# Yorkshire Jokes



## Kell (May 28, 2002)

Yorkshire Jokes

Yorkshire man takes his cat to the vet.

Yorkshireman: "Ayup, lad, I need to talk to thee about me cat."

Vet: "Is it a tom?"

Yorkshireman: "Nay, I've browt it with us."

A Yorkshireman's dog dies and as it was a favourite pet he decides to have a gold statue made by a jeweller to remember the dog by.

Yorkshireman: "Can tha mek us a gold statue of yon dog?"

Jeweller: "Do you want it 18 carat?"

Yorkshireman: "No I want it chewin' a bone yer daft bugger!"

A Yorkshireman's wife dies and the widower decides that her headstone should have the words "she were thine" engraved on it.
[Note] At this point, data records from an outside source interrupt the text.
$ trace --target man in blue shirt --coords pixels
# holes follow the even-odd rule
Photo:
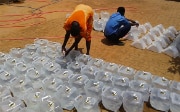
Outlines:
[[[117,12],[112,14],[106,23],[104,36],[115,44],[123,44],[119,39],[124,37],[131,29],[131,26],[139,26],[134,20],[124,16],[125,8],[119,7]]]

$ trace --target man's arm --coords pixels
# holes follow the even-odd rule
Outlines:
[[[89,55],[90,48],[91,48],[91,40],[90,41],[86,40],[86,50],[87,50],[86,54],[87,55]]]
[[[62,51],[66,51],[65,47],[66,47],[67,41],[69,40],[69,37],[70,37],[70,31],[66,31],[64,42],[62,45]]]

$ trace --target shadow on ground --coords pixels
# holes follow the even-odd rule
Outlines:
[[[180,74],[180,58],[172,58],[169,63],[171,63],[172,66],[168,68],[168,72]]]
[[[108,46],[113,46],[113,45],[124,46],[124,43],[122,41],[121,41],[121,43],[112,43],[112,42],[108,41],[106,38],[101,39],[101,42]]]

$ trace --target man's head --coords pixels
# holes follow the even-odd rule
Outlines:
[[[73,21],[71,23],[70,32],[71,32],[71,35],[74,36],[74,37],[76,37],[76,36],[78,36],[80,34],[80,25],[79,25],[79,23],[77,21]]]
[[[124,7],[118,7],[117,12],[119,12],[122,16],[124,16],[125,8]]]

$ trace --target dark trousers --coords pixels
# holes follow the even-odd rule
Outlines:
[[[104,35],[110,41],[118,41],[120,38],[124,37],[131,29],[131,25],[120,27],[116,33],[111,35]]]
He calls the stone mason, who assures him that the headstone will be ready a few days after the funeral.

True to his word the stone mason calls the widower to say that the headstone is ready and would he like to come and have a look.

When the widower gets there he takes one look at the stone to see that it's been engraved "she were thin".
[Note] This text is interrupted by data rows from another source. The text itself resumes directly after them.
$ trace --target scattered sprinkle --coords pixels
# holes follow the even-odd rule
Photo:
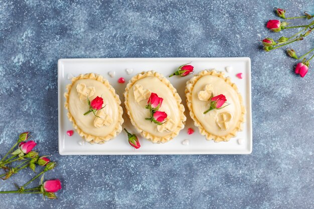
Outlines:
[[[122,77],[118,80],[118,83],[120,84],[124,84],[125,82],[125,80]]]
[[[193,133],[194,133],[194,130],[193,130],[193,128],[189,128],[188,129],[188,134],[191,135]]]
[[[236,76],[238,78],[242,79],[243,78],[243,74],[242,73],[238,73],[236,75]]]
[[[72,136],[73,135],[73,133],[74,133],[74,131],[73,131],[73,130],[69,130],[68,131],[67,131],[67,134],[68,134],[69,136]]]

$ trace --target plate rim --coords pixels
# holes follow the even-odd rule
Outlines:
[[[248,86],[247,88],[248,89],[249,94],[247,96],[248,97],[248,106],[246,106],[247,113],[249,112],[249,144],[248,145],[248,149],[246,149],[245,150],[241,151],[241,152],[234,153],[234,151],[211,151],[211,153],[206,152],[206,151],[190,151],[187,150],[186,151],[175,151],[175,152],[169,152],[168,151],[156,151],[154,153],[150,153],[147,151],[141,151],[139,152],[124,152],[121,153],[120,152],[112,152],[108,153],[104,153],[101,151],[84,151],[84,152],[81,151],[65,151],[62,149],[62,140],[61,140],[61,133],[60,131],[61,123],[61,107],[62,104],[61,104],[61,101],[62,100],[62,97],[63,96],[62,95],[61,92],[61,66],[63,63],[67,62],[69,61],[83,61],[83,62],[101,62],[103,61],[133,61],[136,60],[137,61],[146,61],[150,60],[162,60],[164,61],[180,61],[180,60],[186,60],[188,59],[193,59],[193,61],[204,61],[213,60],[216,61],[225,61],[226,60],[241,61],[243,60],[246,62],[247,66],[247,69],[249,73],[248,73]],[[63,71],[64,72],[64,71]],[[61,155],[195,155],[195,154],[250,154],[253,151],[253,127],[252,127],[252,87],[251,87],[251,59],[249,57],[153,57],[153,58],[60,58],[58,60],[58,151],[59,154]]]

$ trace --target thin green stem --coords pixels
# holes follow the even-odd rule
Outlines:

He explodes - fooking 'ell man, you've left the fooking "e" out, you've left the fooking "e" out!

The stone mason apologises and assures the poor widower that it will be rectified the following morning.

Next day comes and the widower returns to the stone mason - "There you go sir, I've put the "e" on the stone for you".
The widower looks at the stone and then reads out aloud - "E, she were thin".
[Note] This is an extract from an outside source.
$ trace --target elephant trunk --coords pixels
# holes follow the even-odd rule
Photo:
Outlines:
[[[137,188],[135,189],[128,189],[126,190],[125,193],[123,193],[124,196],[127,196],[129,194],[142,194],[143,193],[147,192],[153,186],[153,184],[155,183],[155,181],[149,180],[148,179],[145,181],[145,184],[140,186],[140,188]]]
Bloke from Barnsley with a sore arsehole asks chemist

"Nah then lad, does tha sell arse cream?"

Chemist replies "Aye, magnum or cornetto?"


----------



## flyhigh1 (Dec 10, 2009)

:lol: :lol:


----------



## Wallsendmag (Feb 12, 2004)

:lol:


----------



## ViperOneZero (Sep 4, 2008)

geordie [email protected]

 :idea:


----------



## Wallsendmag (Feb 12, 2004)

GunnerGibson said:


> geordie [email protected]
> 
> :idea:


He's a pityacker get it right :x


----------



## Ady. (Oct 25, 2009)

:lol: :lol: excellent


----------



## TTCool (Feb 7, 2005)

Another northern chuckle.

Q. What is a croissant?

A. An empty pasty.

Joe


----------



## cw955 (Apr 8, 2003)

Tha can alus tell a Yorkshireman...

...but tha can't tell 'im much!


----------